The second news item deals with one of the dark underbellies of medicine: the rampant abuse of prescription opiates(interestingly, benzodiazepines are not presently on anyone's radar). As with medicare fraud, it seems that this is also an activity for which Florida is an epicenter. While Florida has a disproportionate number of elderly residents, I doubt that this alone explains the fact that 85% of all oxycodone in the US is prescribed there. Unlike outright medicare fraud, it is easy for a private practice doc, especially a pain doc, to fall into the trap of running a pill mill. Why? There is no objective evidence of pain: you have to accept what your patient self-reports. Pain treatment is often not covered by insurance, hence many pain patients pay cash on the barrel for monthly visits, which is very attractive in a world awash in insurance paperwork and payment denials. Patient satisfaction drives prescription as well: patients, including drug-seekers, give very low marks to physicians who undertreat or don't treat their pain. Being liberal with opiates can only help your satisfaction scores, being stingy can only hurt them. Sadly, all of this has produced a situation where physicians, especially those who specialize in pain, legally prescribe to drug-seeking individuals opiates that they previously obtained illegally. If what my colleagues tell me is true, then there are physicians out there who run pill-mills, knowing full well that a large percentage of their 'patients' are full of BS, and that much of what they prescribe is being diverted. It only takes a few such pill-mills to generate huge problems. These bad actors are likely to make life ever more difficult for the honest pain docs in the next few years, especially as enforcement efforts like this ramp up.

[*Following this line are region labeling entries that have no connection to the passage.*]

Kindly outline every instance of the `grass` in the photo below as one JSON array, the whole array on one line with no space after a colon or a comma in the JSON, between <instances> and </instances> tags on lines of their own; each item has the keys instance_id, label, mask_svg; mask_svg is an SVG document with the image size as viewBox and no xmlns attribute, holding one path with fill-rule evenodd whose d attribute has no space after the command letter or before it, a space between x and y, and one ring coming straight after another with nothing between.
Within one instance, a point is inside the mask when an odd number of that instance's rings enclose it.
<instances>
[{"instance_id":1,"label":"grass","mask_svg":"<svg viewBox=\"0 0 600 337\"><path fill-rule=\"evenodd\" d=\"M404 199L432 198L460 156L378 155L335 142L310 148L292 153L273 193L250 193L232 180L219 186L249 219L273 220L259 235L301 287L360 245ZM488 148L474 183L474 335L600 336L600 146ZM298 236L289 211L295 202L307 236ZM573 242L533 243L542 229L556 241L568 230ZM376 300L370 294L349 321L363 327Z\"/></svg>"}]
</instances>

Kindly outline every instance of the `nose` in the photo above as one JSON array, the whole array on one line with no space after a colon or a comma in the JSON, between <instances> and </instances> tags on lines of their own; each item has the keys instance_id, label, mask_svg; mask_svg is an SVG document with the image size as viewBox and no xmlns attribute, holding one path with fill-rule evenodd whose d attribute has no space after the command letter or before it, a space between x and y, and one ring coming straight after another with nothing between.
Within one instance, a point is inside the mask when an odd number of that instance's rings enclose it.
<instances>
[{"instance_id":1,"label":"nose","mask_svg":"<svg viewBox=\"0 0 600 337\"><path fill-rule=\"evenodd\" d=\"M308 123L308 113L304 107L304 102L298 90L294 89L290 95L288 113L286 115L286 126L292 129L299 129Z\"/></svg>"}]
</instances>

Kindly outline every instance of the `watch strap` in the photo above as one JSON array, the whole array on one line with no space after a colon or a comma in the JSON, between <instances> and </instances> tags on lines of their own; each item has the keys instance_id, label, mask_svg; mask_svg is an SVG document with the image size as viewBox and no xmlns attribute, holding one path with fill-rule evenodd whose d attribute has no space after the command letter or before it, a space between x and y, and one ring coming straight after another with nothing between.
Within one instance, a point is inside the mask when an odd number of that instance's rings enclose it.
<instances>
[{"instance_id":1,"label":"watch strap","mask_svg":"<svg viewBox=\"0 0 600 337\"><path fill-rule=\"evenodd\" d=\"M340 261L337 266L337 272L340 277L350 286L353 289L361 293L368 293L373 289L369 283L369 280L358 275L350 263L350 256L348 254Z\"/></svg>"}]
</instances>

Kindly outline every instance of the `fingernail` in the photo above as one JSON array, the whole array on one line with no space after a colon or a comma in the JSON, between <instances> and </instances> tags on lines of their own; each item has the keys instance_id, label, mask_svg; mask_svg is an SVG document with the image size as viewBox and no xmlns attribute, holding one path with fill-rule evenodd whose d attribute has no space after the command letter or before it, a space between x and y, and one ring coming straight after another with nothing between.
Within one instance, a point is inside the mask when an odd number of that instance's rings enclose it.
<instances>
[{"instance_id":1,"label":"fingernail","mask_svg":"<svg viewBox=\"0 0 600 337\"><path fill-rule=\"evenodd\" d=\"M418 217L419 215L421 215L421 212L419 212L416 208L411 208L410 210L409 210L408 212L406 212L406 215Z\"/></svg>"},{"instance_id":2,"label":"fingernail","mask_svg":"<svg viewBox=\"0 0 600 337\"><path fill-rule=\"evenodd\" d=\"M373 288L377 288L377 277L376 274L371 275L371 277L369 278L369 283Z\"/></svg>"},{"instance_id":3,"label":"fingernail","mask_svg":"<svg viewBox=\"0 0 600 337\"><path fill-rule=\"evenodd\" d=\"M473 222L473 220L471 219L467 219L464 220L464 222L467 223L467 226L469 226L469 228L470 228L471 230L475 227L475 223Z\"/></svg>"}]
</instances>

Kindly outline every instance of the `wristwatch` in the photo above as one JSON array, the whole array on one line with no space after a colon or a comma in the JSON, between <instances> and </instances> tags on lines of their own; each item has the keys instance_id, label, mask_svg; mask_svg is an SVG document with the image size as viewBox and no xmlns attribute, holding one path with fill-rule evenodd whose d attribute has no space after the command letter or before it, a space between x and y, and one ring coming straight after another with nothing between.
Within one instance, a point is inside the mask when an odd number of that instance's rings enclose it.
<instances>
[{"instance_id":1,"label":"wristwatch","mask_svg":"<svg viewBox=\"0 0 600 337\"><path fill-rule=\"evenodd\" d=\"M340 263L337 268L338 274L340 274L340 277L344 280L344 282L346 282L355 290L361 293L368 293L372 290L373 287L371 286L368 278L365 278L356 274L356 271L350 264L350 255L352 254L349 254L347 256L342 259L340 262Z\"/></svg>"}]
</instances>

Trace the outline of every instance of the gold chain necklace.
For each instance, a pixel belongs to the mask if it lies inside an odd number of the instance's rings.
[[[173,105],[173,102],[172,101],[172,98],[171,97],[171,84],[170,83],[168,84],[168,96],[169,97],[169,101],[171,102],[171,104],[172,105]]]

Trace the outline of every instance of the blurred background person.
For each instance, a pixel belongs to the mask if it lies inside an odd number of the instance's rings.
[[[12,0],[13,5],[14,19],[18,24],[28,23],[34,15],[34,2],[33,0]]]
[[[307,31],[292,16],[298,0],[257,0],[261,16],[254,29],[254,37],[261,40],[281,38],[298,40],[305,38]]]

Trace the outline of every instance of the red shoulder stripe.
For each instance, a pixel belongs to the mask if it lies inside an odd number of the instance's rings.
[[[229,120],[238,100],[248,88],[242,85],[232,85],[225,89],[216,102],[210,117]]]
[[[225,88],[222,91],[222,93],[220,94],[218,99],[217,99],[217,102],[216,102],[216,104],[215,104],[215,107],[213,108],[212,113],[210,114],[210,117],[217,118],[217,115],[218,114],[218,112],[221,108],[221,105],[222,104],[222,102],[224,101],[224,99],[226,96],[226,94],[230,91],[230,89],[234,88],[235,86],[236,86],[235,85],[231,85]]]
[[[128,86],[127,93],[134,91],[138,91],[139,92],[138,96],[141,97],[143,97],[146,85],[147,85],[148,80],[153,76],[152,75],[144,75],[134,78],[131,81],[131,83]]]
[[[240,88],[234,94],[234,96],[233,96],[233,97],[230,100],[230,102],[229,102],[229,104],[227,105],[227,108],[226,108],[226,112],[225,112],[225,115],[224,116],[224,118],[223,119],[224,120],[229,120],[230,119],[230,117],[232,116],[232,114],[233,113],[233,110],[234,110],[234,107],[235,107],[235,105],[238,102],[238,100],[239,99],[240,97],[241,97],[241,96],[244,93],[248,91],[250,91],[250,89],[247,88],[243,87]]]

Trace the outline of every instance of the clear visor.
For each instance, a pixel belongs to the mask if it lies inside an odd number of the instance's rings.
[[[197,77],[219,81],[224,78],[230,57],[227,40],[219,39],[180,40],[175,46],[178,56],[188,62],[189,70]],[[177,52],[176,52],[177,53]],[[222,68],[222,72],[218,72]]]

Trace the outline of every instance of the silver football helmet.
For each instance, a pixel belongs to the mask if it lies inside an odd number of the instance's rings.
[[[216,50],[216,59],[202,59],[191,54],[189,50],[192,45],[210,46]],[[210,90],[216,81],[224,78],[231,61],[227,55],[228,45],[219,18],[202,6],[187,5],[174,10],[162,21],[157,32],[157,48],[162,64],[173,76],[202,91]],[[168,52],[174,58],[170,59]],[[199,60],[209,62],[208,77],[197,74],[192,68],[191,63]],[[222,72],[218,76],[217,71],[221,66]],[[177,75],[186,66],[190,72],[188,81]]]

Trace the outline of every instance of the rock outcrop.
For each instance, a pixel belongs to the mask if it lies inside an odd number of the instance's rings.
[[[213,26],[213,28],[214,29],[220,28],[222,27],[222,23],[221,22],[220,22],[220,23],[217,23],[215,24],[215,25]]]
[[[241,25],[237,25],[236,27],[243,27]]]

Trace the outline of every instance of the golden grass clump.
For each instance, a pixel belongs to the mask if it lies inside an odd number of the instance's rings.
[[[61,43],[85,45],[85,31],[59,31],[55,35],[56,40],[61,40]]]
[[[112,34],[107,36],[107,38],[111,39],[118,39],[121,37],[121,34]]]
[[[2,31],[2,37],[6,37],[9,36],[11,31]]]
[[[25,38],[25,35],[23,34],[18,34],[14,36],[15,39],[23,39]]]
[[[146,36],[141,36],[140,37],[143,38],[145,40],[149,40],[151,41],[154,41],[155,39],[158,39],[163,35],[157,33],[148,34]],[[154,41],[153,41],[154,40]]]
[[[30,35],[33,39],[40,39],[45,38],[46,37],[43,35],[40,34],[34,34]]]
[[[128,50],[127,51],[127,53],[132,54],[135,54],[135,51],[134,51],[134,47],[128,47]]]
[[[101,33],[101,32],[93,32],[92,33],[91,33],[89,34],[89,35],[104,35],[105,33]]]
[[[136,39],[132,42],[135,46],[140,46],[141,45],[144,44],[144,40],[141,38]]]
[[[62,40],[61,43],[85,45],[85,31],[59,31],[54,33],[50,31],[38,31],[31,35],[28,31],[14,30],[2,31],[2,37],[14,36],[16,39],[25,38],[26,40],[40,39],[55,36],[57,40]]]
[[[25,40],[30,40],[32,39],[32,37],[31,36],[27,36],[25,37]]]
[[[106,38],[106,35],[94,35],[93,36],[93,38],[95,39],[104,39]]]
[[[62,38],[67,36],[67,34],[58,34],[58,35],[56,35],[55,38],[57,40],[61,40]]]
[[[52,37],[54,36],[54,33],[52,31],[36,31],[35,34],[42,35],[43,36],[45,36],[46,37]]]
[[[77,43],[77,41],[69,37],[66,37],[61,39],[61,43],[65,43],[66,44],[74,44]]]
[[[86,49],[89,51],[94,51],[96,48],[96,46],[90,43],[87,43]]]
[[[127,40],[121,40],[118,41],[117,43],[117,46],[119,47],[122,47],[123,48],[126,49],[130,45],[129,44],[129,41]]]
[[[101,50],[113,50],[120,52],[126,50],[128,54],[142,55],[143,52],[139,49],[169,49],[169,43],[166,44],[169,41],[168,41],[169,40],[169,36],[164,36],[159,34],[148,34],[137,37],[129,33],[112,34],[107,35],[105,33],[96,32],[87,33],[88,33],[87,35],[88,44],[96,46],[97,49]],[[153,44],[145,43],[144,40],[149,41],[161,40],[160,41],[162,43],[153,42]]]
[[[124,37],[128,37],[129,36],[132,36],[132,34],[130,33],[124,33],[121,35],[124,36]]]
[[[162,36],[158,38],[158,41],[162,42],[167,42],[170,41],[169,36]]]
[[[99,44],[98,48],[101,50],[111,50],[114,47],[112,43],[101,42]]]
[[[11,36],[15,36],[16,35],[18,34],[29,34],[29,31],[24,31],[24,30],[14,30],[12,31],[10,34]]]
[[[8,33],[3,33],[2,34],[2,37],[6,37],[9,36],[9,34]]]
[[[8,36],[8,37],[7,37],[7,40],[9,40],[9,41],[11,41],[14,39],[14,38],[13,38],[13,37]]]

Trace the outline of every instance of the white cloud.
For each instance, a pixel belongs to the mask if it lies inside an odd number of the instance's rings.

It is difficult, and usually impossible, for the prescribing physician to tell which of their patients is diverting, and which among them simply has terrible pain. In an era where pain is the 5th (or 6th) vital sign, being liberal with opiates to treat it (as all authorities have exhorted all physicians to do) can put practitioners in regulatory and legal peril. And yet, in our midst are physicians whose business and ethics are indistinguishable from a street-corner drug dealer.